If I said and truly believed that, I would be guilty of the “hasty generalization” fallacy. Of course, there are some (many?) “liberals” who do fit this description. Fortunately, while I sometimes talk or write in generalizations (as many people do), I know this generalization to be a hasty and unfair one. I think this is also a form of what people call “jumping to conclusions.”
In order to avoid the three preceding fallacies, Prof. Samples’ advice is simply…
LESSON: “Present substantive evidence in support of an argument.”
The next couple of informal logical fallacies show what happens when the words/phrasing used in stating a case is unclear or when it violates the rules of grammar.
Sometimes, a word or two used in an argument can be rather… ambiguous. That is, the word has more than one meaning or connotation, but if one isn’t careful about context, it can be unclear which is meant. This may or may not be intentional, but the result is always an erroneous conclusion.

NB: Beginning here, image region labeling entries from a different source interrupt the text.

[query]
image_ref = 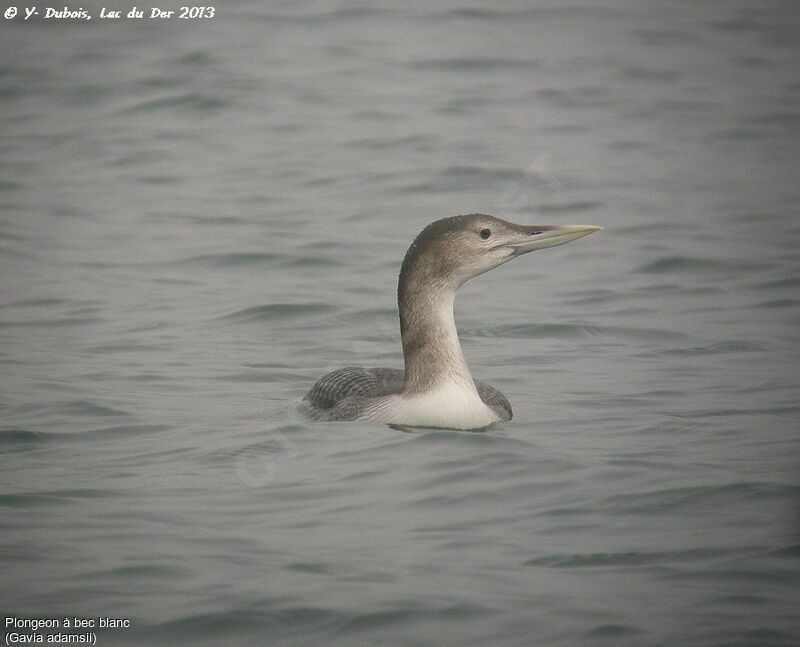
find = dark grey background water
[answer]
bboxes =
[0,0,800,645]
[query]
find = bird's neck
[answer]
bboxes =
[398,277,477,397]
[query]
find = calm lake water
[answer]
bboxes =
[0,0,800,646]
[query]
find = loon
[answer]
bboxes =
[303,213,602,430]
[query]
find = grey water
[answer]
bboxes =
[0,0,800,646]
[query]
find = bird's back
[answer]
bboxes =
[303,366,513,421]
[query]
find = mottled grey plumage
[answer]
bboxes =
[304,213,600,429]
[304,366,514,422]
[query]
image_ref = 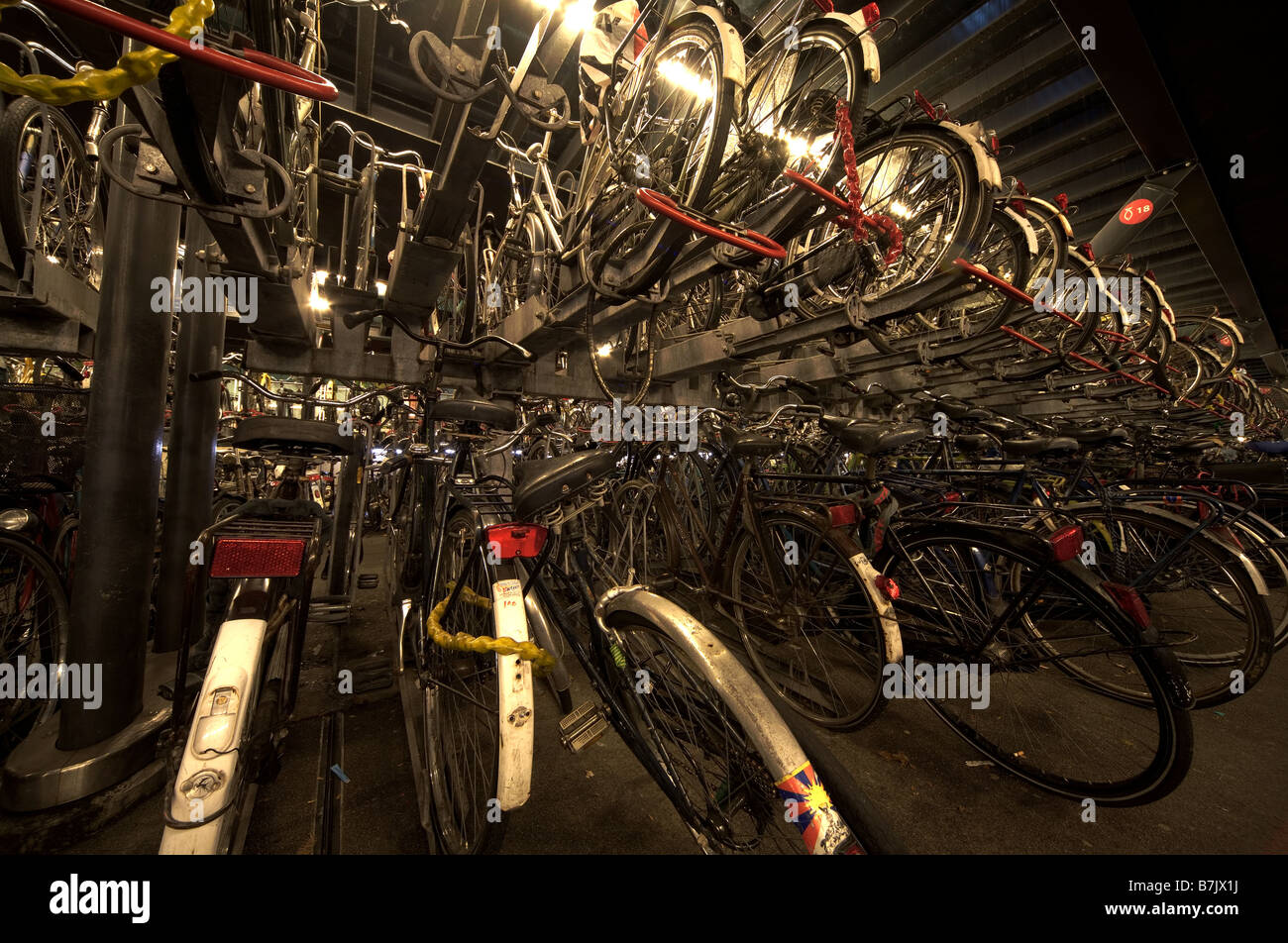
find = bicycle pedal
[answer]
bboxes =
[559,700,608,754]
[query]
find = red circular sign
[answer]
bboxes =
[1118,200,1154,226]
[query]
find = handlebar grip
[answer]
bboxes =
[783,376,819,402]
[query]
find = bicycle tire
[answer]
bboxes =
[1063,502,1275,707]
[0,531,71,759]
[417,510,509,854]
[581,17,738,295]
[0,97,107,287]
[876,522,1194,805]
[724,507,892,730]
[604,596,894,853]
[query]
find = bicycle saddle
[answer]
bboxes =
[1063,425,1130,446]
[1002,436,1082,456]
[823,416,930,455]
[514,449,617,520]
[720,425,783,459]
[1248,441,1288,455]
[953,433,993,452]
[429,386,518,432]
[934,397,992,420]
[233,416,353,459]
[1158,436,1225,455]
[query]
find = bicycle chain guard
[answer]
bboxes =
[99,125,295,219]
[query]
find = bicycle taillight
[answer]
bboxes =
[1100,579,1149,629]
[483,524,548,561]
[827,502,859,527]
[210,537,308,577]
[1047,524,1082,563]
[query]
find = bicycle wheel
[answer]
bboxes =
[420,511,506,854]
[574,20,737,295]
[783,124,992,316]
[0,98,106,288]
[708,20,871,226]
[1065,502,1274,707]
[0,531,71,759]
[728,509,890,729]
[876,522,1193,805]
[604,600,888,854]
[864,206,1033,353]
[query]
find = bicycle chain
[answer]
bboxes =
[425,581,555,675]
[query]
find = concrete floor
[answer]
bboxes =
[67,535,1288,854]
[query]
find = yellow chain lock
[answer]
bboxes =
[0,0,215,104]
[425,582,555,675]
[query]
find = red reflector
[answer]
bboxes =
[1100,581,1149,629]
[483,524,546,561]
[210,537,305,577]
[827,504,859,527]
[1047,524,1082,563]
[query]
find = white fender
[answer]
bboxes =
[818,10,881,84]
[492,579,537,811]
[1002,206,1038,256]
[1024,196,1073,240]
[161,618,268,854]
[939,120,1002,190]
[850,552,903,665]
[671,7,747,89]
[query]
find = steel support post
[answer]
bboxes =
[152,213,226,652]
[58,153,183,750]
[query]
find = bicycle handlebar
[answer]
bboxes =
[343,308,537,362]
[188,369,413,406]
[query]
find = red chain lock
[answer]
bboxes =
[836,99,903,265]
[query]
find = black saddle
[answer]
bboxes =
[720,425,783,459]
[1063,425,1130,449]
[823,416,930,455]
[429,386,519,432]
[514,449,617,520]
[233,416,355,459]
[1002,436,1082,458]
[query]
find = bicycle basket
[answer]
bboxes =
[0,382,89,492]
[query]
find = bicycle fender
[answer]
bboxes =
[939,120,1004,190]
[671,7,747,89]
[850,552,903,665]
[1002,206,1038,256]
[492,579,536,811]
[802,10,881,85]
[160,618,268,854]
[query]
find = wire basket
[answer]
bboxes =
[0,382,89,492]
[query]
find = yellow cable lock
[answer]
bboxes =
[0,0,215,104]
[425,581,555,675]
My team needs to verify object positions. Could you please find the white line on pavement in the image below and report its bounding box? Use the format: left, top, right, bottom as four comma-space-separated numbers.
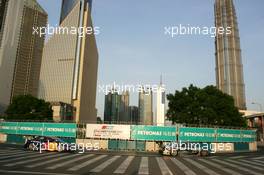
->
0, 153, 49, 163
114, 156, 135, 174
199, 159, 241, 175
0, 152, 34, 160
252, 156, 264, 160
156, 157, 173, 175
252, 160, 264, 166
184, 158, 219, 175
230, 156, 248, 159
226, 160, 264, 171
46, 154, 94, 170
171, 158, 196, 175
0, 170, 76, 175
138, 157, 149, 174
25, 154, 79, 168
68, 155, 107, 171
90, 156, 121, 173
212, 159, 263, 175
239, 160, 264, 166
4, 153, 59, 167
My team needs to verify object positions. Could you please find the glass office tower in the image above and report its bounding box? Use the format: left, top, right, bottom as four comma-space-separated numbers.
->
39, 0, 98, 123
215, 0, 246, 110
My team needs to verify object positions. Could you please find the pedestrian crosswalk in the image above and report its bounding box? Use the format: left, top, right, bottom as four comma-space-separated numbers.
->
0, 150, 264, 175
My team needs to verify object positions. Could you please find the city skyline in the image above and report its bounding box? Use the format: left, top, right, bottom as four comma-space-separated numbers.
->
0, 0, 48, 114
215, 0, 247, 110
39, 0, 264, 117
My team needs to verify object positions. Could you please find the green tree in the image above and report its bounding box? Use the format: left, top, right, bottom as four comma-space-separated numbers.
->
167, 85, 246, 127
5, 95, 53, 120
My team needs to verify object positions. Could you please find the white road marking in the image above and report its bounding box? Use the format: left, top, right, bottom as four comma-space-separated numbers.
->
252, 160, 264, 166
199, 159, 241, 175
68, 155, 107, 171
46, 154, 94, 170
230, 156, 248, 159
226, 160, 264, 171
239, 160, 264, 166
252, 156, 264, 160
114, 156, 135, 174
184, 158, 219, 175
212, 159, 263, 175
171, 158, 196, 175
0, 153, 49, 163
25, 154, 78, 168
138, 157, 149, 174
90, 156, 121, 173
4, 153, 59, 167
156, 157, 173, 175
0, 152, 34, 160
0, 170, 77, 175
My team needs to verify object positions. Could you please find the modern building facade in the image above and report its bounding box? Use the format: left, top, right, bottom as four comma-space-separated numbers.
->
119, 91, 130, 122
155, 81, 166, 126
104, 92, 121, 123
39, 0, 98, 123
215, 0, 246, 110
0, 0, 48, 114
104, 91, 130, 123
138, 89, 153, 125
129, 106, 139, 125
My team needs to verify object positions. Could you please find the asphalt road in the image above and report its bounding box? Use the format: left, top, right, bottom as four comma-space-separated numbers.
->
0, 144, 264, 175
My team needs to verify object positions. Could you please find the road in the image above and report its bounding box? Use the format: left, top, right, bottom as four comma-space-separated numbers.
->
0, 144, 264, 175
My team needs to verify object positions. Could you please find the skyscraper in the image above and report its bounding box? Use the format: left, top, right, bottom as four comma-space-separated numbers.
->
138, 88, 153, 125
119, 91, 130, 122
39, 0, 98, 122
155, 80, 165, 126
104, 92, 121, 123
0, 0, 48, 113
104, 91, 130, 123
215, 0, 246, 110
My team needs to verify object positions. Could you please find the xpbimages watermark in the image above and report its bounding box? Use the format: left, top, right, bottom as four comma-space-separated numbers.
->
32, 24, 100, 37
164, 24, 232, 38
98, 82, 166, 95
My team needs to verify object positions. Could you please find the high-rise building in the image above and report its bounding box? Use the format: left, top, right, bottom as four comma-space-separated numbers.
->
39, 0, 98, 122
0, 0, 48, 113
128, 106, 139, 124
155, 80, 165, 126
215, 0, 246, 110
119, 91, 130, 122
104, 92, 121, 123
138, 88, 153, 125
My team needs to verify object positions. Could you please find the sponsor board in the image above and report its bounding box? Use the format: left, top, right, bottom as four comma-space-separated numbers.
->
131, 125, 177, 141
0, 122, 76, 137
86, 124, 130, 140
179, 127, 216, 142
217, 129, 256, 142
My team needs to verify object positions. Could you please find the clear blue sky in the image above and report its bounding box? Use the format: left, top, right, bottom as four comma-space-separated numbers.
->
38, 0, 264, 116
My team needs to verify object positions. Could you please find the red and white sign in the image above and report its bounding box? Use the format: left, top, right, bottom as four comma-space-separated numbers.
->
86, 124, 130, 140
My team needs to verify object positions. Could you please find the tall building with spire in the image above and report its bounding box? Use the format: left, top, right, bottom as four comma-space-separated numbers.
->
39, 0, 98, 123
0, 0, 48, 114
155, 77, 166, 126
215, 0, 246, 110
138, 88, 153, 125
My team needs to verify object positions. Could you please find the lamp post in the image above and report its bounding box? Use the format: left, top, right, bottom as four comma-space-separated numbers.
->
251, 102, 263, 112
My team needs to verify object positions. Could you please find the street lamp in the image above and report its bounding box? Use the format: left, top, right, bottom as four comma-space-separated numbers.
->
251, 102, 263, 112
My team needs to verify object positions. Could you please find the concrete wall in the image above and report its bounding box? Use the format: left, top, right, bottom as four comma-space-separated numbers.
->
0, 134, 7, 143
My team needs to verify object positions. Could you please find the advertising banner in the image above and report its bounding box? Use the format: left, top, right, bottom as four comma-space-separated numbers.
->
86, 124, 130, 140
43, 123, 76, 137
0, 122, 76, 137
241, 130, 257, 142
217, 129, 241, 142
131, 125, 177, 141
179, 127, 216, 142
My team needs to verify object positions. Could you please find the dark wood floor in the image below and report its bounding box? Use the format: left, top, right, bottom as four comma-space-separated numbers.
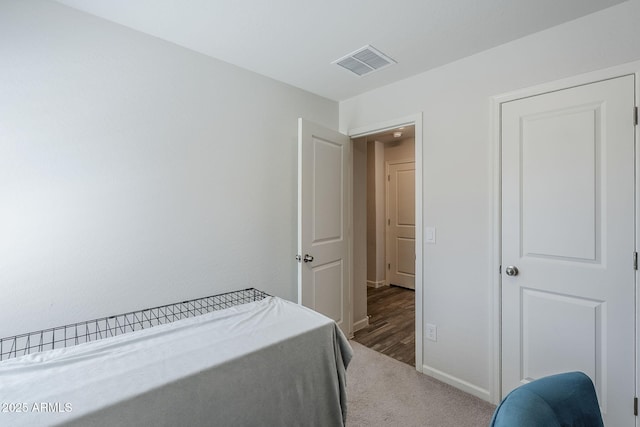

A prime example of this is when Lawrence Krauss talks about “nothing”. Krauss is a theoretical physicist who writes and speaks on, among other things, A Universe from Nothing. In his efforts to explain a purely naturalistic origin for the universe, he posits some rather odd things. His theories involve energy, gravity, and “empty space” consisting of “virtual particles” bubbling up from a quantum foam. Does that sound like nothing?
At one point, Krauss says,
“If you have particle pairs with a gravitational attraction that is just right for their total energy to be zero, you’re guaranteed that something will arise from nothing. That’s because nothing with total zero energy is unstable and so will create something with total zero energy.”
But, scientists mean different things at different times when talking about “nothing”. When Krauss makes his arguments, he takes advantage of the average layman’s ignorance and that he/she doesn’t realize that Krauss is equivocating between meanings. But, what most people mean by “nothing” when discussing the origin of everything is the absence of everything. When confronted with these challenges, Krauss dismisses them, saying,
“I’m not interested in classical, logical descriptions of nothing, but rather what science tells us about nothing. The philosophical bother may be there, but who cares? … Some of this bothers people. But who cares? Quantum mechanics is illogical -— just get over it.”
Not good enough, Larry. We care! Care to try again?
Yeah, I never heard this term before, either. (For some reason, it makes me think of an Italian dish made of frogs.) It refers to a fallacy that occurs when improper grammar or syntax (or otherwise ambiguous phrasing) causes the reader/listener to reach an incorrect conclusion. Truth be told, I sometimes like to joke around by pretending that I understood something the wrong way, ‘cuz I like wordplay and punnery. Anyway, here are a couple examples of amphiboly:
“Joey claims he likes macaroni & cheese more than his brother. How can he say that about his own flesh & blood?!”
See how that can be confusing? Given a choice, would Joey trade in his brother for M&C? Or, is this a comparison of the relative pleasure the boys get from eating a particular meal? Assuming it’s the latter, it would help to add “does” or “likes it” onto the end of the sentence.
“I like tipping cows with my friends. They really get a kick out of it!”
In this example, the pronoun “they” could be referring to either my friends or the cows. Which is it? You might assume it’s the former, but maybe the cows actually enjoy the game? On the other hand, if the cows lash out at our efforts, it might be my friends who are getting kicked! (That would also be an equivocation of the term “get a kick”.) Of course, occurrences of this fallacy are not always so silly and may be much more subtle. So, beware….
LESSON: “Ensure that the arguments reflect clarity of thought and expression.”
Another five fallacies down! Woohoo!